Members of the newly formed Student Ambassador Club at JN Fries Magnet School recently wrapped up their third community service initiative since forming earlier this school year.
The service club for grades 6-8 attracted roughly 20 students who are interested in strengthening the student community through bully-prevention and by providing opportunities to assist those less fortunate.
The club, created by Cathy Eveland – an 18-year Cabarrus County School counselor and 11-year Harrisburg resident – began with a drive to collect pet food for Petey’s Promise, a local nonprofit that has helped feed more than 4,000 animals since forming in 2008.
In 2012, Chase Carey, the son of the nonprofit’s founder Liz Mellot, set a Guinness World Record for making the world’s largest homemade crayon. It was called Petey’s Passion and weighed 731 pounds – measuring 9-feet, 9 3/4-inches. Now a student at JN Fries, the club chose Petey’s Promise for one of their donations.
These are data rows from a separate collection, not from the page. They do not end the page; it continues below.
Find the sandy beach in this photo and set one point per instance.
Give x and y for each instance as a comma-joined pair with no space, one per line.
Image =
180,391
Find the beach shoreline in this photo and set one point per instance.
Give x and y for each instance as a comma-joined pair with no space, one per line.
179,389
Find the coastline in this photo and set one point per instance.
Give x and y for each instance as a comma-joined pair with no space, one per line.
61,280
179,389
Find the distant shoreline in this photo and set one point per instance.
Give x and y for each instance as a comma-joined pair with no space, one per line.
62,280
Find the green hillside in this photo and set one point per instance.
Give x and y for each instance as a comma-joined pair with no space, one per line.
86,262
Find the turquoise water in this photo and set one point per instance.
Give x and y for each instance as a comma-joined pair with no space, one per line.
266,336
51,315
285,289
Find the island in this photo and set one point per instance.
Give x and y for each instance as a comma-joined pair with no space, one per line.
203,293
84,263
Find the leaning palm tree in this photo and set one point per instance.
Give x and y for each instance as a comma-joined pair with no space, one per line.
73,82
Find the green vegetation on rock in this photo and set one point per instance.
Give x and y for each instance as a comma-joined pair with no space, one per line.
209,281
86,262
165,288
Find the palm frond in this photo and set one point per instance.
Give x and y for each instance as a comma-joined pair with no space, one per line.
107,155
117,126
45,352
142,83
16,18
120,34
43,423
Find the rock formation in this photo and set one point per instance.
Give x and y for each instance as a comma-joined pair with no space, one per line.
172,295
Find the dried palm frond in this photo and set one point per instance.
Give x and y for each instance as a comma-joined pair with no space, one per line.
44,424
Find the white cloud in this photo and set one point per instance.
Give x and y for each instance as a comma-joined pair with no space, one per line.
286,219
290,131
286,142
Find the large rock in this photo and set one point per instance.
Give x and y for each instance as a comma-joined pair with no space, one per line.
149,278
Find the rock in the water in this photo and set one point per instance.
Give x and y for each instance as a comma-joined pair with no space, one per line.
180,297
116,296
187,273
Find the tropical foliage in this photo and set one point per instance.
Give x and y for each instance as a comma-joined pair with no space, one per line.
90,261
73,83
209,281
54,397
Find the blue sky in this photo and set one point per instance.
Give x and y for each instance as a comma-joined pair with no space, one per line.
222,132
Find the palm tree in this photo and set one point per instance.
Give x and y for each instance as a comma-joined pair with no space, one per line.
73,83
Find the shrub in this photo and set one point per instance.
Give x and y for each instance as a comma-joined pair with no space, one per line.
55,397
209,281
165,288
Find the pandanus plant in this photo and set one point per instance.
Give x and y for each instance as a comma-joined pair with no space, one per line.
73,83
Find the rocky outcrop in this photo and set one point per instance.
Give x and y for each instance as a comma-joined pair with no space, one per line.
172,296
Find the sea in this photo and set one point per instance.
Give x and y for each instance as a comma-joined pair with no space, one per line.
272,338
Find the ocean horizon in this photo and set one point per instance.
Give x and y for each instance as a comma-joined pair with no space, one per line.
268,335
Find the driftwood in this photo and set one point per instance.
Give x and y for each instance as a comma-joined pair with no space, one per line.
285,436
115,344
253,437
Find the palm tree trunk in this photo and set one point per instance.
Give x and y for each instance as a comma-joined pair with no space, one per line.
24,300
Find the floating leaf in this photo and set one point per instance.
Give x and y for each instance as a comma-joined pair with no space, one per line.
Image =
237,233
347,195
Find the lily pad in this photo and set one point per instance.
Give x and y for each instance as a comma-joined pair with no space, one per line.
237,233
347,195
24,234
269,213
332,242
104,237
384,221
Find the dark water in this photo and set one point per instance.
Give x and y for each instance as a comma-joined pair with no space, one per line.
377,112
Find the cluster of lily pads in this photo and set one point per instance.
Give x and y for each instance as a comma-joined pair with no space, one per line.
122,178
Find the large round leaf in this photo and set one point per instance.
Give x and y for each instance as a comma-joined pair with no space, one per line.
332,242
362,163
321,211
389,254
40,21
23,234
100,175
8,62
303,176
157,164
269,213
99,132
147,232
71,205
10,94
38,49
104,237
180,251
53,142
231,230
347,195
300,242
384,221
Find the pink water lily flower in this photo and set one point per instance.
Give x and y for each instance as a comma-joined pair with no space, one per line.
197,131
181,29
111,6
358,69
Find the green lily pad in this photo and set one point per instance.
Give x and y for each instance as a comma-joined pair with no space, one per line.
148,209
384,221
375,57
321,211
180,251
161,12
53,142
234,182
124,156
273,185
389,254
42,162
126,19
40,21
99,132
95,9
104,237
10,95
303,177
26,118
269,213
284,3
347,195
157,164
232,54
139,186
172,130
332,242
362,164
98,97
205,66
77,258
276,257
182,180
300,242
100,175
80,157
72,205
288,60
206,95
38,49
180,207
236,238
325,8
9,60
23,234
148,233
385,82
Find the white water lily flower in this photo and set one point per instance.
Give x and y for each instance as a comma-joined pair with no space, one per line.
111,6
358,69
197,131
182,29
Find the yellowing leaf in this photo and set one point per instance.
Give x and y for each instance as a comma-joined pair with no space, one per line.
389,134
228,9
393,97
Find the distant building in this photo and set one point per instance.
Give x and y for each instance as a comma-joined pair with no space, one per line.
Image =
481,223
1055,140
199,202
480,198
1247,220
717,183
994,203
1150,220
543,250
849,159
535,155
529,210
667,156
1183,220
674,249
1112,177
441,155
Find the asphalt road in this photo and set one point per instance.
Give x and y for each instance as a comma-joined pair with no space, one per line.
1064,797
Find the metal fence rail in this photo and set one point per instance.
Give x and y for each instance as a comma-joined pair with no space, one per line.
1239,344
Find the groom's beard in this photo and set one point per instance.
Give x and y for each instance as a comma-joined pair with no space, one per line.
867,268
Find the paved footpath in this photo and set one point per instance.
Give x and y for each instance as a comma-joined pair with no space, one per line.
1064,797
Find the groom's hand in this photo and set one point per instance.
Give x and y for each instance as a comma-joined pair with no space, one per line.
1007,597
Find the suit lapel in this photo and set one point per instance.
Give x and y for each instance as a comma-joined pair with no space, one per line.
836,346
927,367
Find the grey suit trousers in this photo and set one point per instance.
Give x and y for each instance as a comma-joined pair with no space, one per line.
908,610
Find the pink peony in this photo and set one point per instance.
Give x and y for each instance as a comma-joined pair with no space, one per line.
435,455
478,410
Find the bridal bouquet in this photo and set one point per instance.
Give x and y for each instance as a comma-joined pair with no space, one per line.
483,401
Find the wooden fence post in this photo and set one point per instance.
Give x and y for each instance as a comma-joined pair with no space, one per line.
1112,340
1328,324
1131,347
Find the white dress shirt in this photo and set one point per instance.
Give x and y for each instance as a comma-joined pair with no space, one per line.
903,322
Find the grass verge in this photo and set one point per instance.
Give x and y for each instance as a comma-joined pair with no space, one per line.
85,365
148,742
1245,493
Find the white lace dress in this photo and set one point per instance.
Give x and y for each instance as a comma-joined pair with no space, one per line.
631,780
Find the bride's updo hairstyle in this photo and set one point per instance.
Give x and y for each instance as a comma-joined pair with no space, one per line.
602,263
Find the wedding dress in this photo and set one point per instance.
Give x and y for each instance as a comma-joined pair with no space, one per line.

Eveland said hosting the pet food drive was a great way to kick off their efforts while honoring a fellow classmate. The students donated 499 pounds of dog and cat food for their first outreach effort.
The second effort, dubbed Penny Wars, was a contest where clubs throughout the school competed to collect the most pennies.
The school’s rock band and newspaper clubs won the contest, but the real winners were recipients of Cooperative Christian Ministry’s fuel fund, said Eveland. That effort raised $549 to help provide heat to area families in need.
The third effort was a used book drive. The club collected 970 gently-used books that were distributed to Coltrane Webb Elementary – but also to JN Fries’ classroom libraries and The Opportunity House, a joint ministry of the Evangelical Lutheran Church in America and United Methodist Church.
The books were given to students without reading material at home. The Opportunity House uses the books in their tutoring program.
Rosalind Diefenbach, a sixth-grader in the school’s STEM program, said she joined the club to do something more than have fun.
“I chose this club because I …wanted to be a part of the bigger picture and help others along the way,” she said.
Melissa Kissling, a seventh-grader in the school’s International Studies Program, joined to help her community and influence her school environment.
“I knew that if I joined a club like this, I would certainly be able to positively impact those around me,” she said.
“I want to help anyone that needs help,” said Anand Rabara, an eight-grader in the school’s International Studies program. “I want to help make better learning environments for other students, and I want to give and help in any possible way I can.”
Diefenbach hopes the club has many more accomplishments this year.
“I hope we accomplish many things, but not all at once,” she said. “The Student Ambassador Club can help me have a head start on making changes in the community. Whether it is a book drive or a fundraiser for the homeless, it can lead me to help others later in life.”
Kissling added, “I hope to change my environment for the better in the Student Ambassadors’ club. I know that if I put forth my best effort, I will make it easier to communicate and be friendly to others, and that can positively impact my social environment at school.”